4 of 477 comments (clear)

  1. Liberal Arts by ubiquitin · · Score: 1, Flamebait

    If you think that your college efforts are for the sake of a better job and not for a better understanding of the world around you, then you're missing out. Really.

    Consider spending your time studying as an undergraduate on literature, history, philosophy, political science, mathematics, an investigation of human happiness (Aristotle called this ethics), biology, astronomy or a cogent combination of these and other topics.
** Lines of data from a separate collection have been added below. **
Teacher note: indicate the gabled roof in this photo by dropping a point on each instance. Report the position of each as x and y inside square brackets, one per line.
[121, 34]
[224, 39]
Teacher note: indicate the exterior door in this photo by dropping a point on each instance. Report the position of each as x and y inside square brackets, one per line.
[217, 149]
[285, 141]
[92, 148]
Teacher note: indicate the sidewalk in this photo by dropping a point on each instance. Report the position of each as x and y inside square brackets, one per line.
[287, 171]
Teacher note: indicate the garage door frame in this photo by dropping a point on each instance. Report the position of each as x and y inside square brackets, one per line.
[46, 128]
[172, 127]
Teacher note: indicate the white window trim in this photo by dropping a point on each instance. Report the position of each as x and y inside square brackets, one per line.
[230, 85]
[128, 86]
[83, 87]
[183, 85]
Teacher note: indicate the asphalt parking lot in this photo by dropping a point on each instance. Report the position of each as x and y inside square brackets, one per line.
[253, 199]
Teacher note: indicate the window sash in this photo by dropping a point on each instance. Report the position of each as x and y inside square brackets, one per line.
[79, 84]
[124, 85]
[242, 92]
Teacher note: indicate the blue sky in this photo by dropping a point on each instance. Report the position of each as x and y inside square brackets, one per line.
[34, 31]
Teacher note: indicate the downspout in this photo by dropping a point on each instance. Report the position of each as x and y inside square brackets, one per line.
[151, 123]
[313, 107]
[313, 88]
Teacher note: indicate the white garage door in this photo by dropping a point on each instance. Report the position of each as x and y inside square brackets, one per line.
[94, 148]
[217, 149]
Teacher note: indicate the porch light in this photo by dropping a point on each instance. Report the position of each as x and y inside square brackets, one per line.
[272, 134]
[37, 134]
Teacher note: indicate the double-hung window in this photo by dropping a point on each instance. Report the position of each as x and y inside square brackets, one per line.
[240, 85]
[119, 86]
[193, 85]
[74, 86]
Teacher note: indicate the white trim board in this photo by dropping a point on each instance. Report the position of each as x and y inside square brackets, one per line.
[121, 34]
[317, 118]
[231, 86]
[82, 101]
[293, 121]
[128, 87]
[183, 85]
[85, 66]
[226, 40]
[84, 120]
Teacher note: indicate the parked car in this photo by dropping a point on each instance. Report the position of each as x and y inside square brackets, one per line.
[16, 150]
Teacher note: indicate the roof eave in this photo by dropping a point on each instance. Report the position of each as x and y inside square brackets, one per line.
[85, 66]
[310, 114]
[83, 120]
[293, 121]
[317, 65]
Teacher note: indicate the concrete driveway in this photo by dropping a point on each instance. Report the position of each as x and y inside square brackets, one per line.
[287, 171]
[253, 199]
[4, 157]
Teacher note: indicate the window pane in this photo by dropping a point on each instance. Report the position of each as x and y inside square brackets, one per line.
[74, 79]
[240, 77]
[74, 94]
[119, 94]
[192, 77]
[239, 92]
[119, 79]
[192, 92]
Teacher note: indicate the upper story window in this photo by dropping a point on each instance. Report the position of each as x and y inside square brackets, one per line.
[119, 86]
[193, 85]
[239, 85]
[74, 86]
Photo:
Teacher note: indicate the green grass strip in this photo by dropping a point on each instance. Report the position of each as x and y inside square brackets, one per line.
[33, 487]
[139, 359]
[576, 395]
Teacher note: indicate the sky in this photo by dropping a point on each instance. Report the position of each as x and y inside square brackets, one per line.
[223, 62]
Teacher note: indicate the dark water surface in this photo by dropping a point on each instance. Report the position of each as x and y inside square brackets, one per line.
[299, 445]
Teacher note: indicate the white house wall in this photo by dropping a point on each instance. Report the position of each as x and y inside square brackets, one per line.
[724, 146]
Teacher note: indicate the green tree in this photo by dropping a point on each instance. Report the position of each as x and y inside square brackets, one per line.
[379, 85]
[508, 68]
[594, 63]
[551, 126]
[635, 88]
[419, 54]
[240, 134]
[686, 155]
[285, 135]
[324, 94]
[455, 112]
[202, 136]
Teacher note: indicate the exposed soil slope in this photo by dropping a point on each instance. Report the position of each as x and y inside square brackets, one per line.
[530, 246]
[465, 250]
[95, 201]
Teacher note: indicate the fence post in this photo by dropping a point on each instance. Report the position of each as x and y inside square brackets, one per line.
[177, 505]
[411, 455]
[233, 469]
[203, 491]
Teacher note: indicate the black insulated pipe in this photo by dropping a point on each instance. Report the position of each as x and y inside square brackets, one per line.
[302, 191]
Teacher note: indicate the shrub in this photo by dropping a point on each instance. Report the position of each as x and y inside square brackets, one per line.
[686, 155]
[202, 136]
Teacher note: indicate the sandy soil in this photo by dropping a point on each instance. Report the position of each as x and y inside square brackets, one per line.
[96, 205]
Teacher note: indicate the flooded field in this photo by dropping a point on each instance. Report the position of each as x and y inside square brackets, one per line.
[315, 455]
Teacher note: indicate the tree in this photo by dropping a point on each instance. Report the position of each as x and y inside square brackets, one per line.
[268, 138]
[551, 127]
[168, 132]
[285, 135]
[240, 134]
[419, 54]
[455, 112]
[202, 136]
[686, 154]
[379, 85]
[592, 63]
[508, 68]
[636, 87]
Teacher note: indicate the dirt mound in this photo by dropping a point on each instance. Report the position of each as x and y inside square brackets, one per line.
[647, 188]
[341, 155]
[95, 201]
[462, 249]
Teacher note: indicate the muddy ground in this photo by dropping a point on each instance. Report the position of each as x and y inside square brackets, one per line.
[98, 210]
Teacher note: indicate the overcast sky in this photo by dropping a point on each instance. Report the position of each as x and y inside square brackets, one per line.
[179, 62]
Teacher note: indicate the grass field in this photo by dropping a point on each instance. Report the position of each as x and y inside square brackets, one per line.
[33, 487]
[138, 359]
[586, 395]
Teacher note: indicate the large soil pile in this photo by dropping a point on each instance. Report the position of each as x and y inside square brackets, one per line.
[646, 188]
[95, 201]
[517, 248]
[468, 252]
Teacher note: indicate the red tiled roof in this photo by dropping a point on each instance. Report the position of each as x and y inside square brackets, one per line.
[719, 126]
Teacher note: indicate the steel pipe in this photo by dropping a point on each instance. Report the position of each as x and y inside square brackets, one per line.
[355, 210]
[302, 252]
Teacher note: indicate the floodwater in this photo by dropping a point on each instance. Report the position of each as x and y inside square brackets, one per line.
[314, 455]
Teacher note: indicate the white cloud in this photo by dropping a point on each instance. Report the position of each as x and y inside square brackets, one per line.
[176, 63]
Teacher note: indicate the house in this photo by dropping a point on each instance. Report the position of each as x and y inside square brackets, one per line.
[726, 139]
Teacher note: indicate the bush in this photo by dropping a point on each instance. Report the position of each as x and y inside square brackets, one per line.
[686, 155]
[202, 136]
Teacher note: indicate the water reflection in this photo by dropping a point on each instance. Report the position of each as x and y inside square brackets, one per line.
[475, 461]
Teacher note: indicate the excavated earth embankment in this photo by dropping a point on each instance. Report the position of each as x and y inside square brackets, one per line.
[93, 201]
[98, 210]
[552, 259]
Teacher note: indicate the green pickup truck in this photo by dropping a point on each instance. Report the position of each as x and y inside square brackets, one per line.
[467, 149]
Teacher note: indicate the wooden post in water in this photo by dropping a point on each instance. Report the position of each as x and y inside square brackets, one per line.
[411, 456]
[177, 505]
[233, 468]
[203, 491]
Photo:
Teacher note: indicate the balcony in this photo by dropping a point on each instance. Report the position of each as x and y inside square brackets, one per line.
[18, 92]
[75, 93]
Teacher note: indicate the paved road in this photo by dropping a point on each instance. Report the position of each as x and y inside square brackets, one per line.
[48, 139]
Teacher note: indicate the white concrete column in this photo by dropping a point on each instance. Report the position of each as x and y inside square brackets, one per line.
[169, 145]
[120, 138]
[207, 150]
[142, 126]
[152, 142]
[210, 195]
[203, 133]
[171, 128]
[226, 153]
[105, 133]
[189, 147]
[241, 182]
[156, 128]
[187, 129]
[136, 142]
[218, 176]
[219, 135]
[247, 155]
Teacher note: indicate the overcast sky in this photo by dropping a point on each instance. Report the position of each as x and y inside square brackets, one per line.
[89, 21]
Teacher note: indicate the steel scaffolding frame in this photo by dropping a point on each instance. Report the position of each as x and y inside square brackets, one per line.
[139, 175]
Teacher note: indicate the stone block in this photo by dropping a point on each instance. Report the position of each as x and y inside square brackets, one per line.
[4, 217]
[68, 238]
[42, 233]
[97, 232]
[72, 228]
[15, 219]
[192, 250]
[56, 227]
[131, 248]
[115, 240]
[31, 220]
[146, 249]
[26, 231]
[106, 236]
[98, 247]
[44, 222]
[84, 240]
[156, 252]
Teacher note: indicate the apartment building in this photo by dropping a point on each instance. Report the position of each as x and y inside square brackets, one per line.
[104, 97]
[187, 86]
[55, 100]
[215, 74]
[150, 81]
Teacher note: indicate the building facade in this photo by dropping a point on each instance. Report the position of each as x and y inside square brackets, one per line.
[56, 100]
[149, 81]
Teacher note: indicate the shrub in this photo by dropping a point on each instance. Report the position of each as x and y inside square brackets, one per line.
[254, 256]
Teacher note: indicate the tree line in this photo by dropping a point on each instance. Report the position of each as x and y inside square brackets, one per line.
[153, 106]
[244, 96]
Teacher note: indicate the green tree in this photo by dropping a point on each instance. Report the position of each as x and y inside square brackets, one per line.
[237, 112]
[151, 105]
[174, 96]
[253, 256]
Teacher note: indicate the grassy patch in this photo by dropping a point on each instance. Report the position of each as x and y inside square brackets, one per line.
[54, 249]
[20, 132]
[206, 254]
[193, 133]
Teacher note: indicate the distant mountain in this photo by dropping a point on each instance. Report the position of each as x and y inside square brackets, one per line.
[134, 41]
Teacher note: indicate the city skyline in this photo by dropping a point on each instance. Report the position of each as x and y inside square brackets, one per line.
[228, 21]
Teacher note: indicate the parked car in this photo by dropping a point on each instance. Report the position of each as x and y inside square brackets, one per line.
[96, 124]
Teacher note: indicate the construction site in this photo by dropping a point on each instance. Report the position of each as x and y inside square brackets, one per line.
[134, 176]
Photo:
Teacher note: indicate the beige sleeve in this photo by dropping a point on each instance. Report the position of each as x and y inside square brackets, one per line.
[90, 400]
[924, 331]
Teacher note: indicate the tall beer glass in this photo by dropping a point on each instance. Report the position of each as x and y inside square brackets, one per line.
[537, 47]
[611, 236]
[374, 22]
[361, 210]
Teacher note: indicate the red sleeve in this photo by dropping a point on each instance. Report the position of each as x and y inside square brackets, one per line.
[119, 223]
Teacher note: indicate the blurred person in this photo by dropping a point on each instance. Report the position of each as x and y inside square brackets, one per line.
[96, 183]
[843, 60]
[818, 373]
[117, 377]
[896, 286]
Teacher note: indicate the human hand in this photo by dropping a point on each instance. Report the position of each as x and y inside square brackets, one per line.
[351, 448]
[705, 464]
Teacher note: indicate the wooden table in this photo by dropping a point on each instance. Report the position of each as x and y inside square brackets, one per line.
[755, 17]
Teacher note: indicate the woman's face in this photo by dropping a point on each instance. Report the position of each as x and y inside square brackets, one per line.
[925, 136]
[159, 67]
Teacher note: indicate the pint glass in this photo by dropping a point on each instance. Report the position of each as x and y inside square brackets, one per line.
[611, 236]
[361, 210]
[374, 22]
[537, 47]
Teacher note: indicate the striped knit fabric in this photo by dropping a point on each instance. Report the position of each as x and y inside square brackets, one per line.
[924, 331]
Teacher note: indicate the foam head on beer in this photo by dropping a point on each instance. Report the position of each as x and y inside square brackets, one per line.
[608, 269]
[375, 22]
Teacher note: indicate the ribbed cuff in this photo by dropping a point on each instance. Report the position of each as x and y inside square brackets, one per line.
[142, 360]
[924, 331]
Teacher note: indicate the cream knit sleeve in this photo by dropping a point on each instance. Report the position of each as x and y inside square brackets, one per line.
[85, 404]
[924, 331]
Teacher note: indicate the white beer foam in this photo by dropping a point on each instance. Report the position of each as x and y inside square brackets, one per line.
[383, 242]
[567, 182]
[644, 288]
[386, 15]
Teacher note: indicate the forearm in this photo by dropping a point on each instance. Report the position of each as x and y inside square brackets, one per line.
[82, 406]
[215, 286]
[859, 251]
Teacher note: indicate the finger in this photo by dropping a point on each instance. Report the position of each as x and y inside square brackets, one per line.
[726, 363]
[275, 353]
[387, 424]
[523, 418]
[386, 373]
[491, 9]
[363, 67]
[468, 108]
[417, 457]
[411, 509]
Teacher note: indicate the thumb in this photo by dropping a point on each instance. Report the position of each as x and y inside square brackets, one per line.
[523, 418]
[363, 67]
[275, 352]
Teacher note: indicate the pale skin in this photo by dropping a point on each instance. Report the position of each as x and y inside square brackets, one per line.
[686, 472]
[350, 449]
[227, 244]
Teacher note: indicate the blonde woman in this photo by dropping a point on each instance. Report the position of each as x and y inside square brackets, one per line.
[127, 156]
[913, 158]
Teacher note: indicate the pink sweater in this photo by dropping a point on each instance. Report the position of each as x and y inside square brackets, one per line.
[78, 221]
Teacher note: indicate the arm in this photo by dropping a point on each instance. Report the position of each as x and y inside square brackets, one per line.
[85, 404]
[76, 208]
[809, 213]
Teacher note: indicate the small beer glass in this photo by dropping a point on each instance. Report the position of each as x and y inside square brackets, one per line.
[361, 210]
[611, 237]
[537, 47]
    If it's job preparation you want, it's job preparation you'll get. That's all.

    --
    http://tinyurl.com/4ny52
  2. Re:Colorado Technical by AKnightCowboy · · Score: 0, Flamebait
    You know how many Network Engineers are out of work and hurting right now? You'd better believe 4 years from now there will be a lot more out of work network engineers. You are better of going to dental school man.

    Oh quit whining. Go to Monster.com and type in network engineer and it returns at least 5000 jobs. There are tons of opportunities.

  3. College Degree in Networking? by Simonetta · · Score: 1, Flamebait

    If, in the future, computer networking is so difficult and full of gotchas and traps and weird little programming tricks that people will need a college degree to do it reliably, then today's engineers have failed miserably.

    The whole point of computer 'science' is to make operating, programming, and using computers productively be easy and transparent. It is not to create layers and layers of code, interfaces, and protocols that add massive plateaus of complexity to what is already a discipline wroght with artificial and useless complexity.

    This is a key point that no one in the Linux/Unix community seems to understand.

    (Oh boy, there go all my mod karma points again)

  4. you want to be an EE major... by xfrosch · · Score: 0, Flamebait

    unless you want to spend the rest of your life wage-slaving as a router jockey.